Fresssucht mit Konjunktiv und der Horrorfilm des Tages

Es ist schon merkwürdig, was Körper und Seele mit einem machen, wenn man so eine lange Krankheitsphase durchmacht. Zunächst versucht man sich zu orientieren, was man vielleicht zu ernst genommen hat und wo das Berufsethos einen zum Pflichtverständnis auch ein Bein gestellt hat. Dazu kommt aber auch, dass man dicker wird, mehr wiegt und sich schauderhaft darüber ärgert. Natürlich – der Grundumsatz ist herunter gefahren. Es wäre leicht – um noch etwas im Konjunktiv zu bleiben – weniger zu essen. Doch die Fülle der Zeit, die einem zur Verfügung steht, ist geradezu eine echte Herausforderung. Wie diszipliniert man wohl selber ist. Heute haben Liz und ich uns wieder mal was vorgenommen. Gleichzeitig beneide ich sie um ihre schlanke Figur.

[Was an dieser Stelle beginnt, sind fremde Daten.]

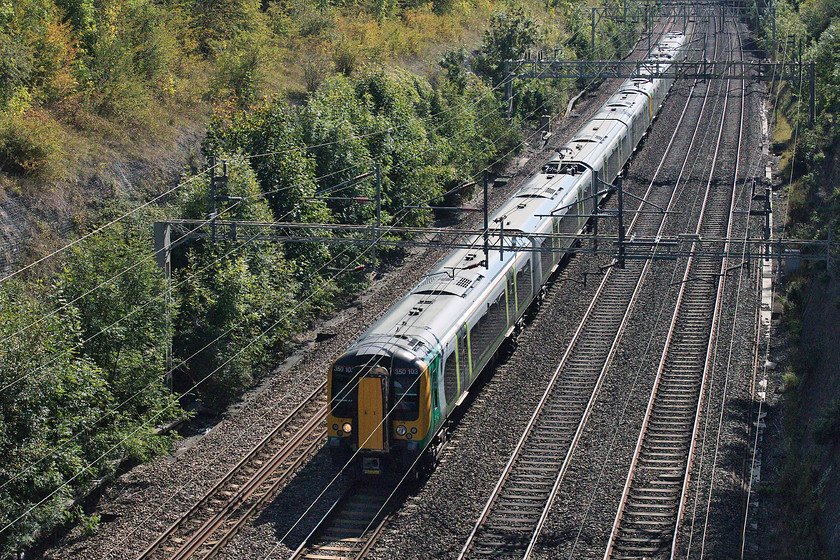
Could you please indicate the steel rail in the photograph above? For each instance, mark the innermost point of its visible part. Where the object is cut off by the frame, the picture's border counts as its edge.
(573, 345)
(710, 361)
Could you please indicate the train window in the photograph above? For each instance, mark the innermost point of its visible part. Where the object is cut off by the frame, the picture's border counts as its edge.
(343, 384)
(405, 397)
(511, 299)
(450, 379)
(524, 285)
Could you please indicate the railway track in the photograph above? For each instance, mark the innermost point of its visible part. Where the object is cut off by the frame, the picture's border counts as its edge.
(649, 514)
(514, 514)
(350, 527)
(222, 511)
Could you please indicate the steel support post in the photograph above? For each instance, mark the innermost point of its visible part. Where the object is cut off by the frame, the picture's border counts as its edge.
(621, 231)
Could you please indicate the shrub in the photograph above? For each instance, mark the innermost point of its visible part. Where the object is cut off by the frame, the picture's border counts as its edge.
(31, 141)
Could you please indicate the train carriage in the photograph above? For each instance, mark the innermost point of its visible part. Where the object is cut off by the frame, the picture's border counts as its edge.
(393, 389)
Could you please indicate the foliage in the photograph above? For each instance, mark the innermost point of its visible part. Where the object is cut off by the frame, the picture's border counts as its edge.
(56, 430)
(119, 297)
(237, 305)
(236, 311)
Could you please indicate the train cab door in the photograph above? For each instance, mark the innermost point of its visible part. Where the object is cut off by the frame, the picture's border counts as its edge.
(372, 395)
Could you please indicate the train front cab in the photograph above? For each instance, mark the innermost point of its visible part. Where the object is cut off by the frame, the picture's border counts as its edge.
(379, 414)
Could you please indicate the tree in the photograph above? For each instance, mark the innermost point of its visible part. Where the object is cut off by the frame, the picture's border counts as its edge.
(509, 36)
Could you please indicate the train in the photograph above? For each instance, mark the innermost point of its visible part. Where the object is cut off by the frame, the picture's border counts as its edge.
(393, 390)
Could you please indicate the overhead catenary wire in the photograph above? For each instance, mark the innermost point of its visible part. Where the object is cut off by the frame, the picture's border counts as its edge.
(199, 382)
(102, 228)
(155, 416)
(404, 212)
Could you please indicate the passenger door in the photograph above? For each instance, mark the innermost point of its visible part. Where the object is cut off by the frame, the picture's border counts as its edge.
(372, 396)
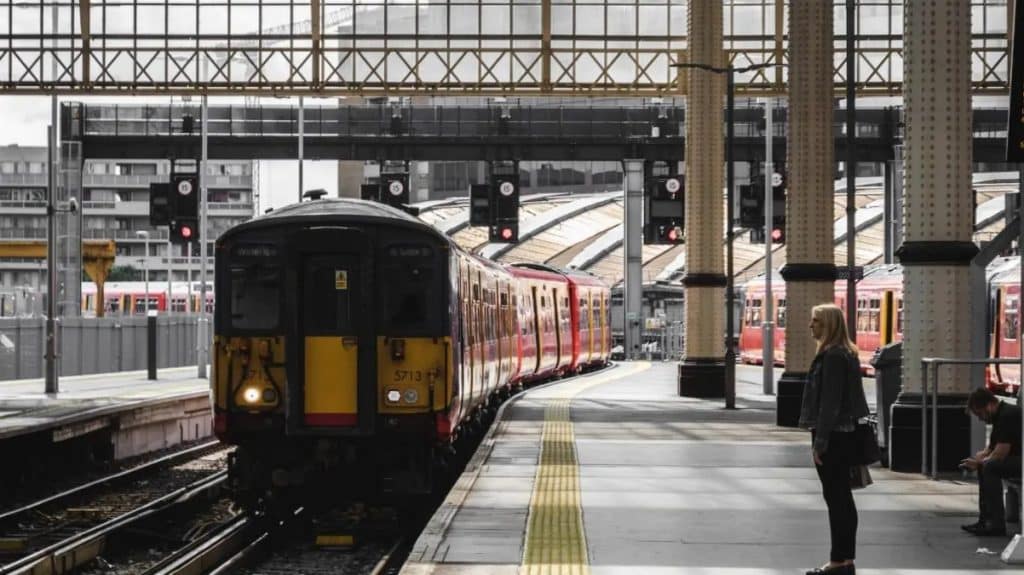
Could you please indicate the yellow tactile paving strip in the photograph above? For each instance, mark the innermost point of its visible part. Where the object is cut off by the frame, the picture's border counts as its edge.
(555, 540)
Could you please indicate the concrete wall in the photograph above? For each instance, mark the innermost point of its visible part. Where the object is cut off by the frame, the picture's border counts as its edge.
(94, 345)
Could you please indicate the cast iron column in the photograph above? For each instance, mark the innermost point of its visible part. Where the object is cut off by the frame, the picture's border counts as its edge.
(702, 370)
(938, 225)
(809, 271)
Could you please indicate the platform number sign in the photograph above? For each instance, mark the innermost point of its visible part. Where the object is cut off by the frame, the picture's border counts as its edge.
(1015, 127)
(394, 189)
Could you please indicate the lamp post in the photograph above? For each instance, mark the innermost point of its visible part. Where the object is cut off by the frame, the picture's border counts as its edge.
(730, 352)
(51, 371)
(145, 266)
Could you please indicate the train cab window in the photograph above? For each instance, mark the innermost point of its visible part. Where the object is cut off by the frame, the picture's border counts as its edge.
(754, 313)
(1011, 309)
(875, 316)
(863, 319)
(255, 299)
(899, 316)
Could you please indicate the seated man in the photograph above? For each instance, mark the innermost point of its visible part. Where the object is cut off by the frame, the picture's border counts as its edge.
(1001, 459)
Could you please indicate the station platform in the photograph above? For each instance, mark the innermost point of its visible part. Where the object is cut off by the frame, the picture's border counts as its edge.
(140, 415)
(612, 473)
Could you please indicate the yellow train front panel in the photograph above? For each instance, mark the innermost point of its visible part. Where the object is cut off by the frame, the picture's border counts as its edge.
(331, 381)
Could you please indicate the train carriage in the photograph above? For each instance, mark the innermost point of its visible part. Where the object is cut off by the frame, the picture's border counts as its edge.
(356, 346)
(879, 315)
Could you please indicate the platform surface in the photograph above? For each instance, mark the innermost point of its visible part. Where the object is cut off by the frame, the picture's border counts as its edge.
(26, 408)
(670, 485)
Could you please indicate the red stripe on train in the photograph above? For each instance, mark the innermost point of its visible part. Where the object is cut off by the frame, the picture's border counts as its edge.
(331, 418)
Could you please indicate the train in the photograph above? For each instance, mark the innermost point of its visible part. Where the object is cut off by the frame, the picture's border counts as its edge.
(128, 298)
(880, 318)
(357, 350)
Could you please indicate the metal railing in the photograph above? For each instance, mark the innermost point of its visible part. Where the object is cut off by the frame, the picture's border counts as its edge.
(933, 363)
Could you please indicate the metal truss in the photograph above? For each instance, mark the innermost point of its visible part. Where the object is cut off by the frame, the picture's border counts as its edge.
(429, 47)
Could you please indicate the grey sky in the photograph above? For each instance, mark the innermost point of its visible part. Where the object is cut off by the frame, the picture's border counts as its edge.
(26, 119)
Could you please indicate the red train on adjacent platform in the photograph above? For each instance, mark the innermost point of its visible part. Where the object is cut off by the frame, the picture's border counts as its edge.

Der Blutdruck ist normal. Endlich. Fast sogar ein wenig niedrig. 116/76. Da schau an. Für mich ist es damit erwiesen, was Stress mit dem Blutdruck macht. Ein ruhiger Puls, natürlich, da ist jetzt viel Entspannung. Man wird aber auch bequem. Soll ja Bilder kommen lassen nichts „machen“. Ich hatte mich nie als Macher verstanden, bis mir jemand sagte, ich sei es. Tatsächlich. Ich hatte immer das Gefühl, nicht genug zu arbeiten. Und kein Sensorium entwickelt, genug getan zu haben. Naja – und die Eltern, die keinen faulen Sohn haben wollten. Das schleppt man ja auch mit herum.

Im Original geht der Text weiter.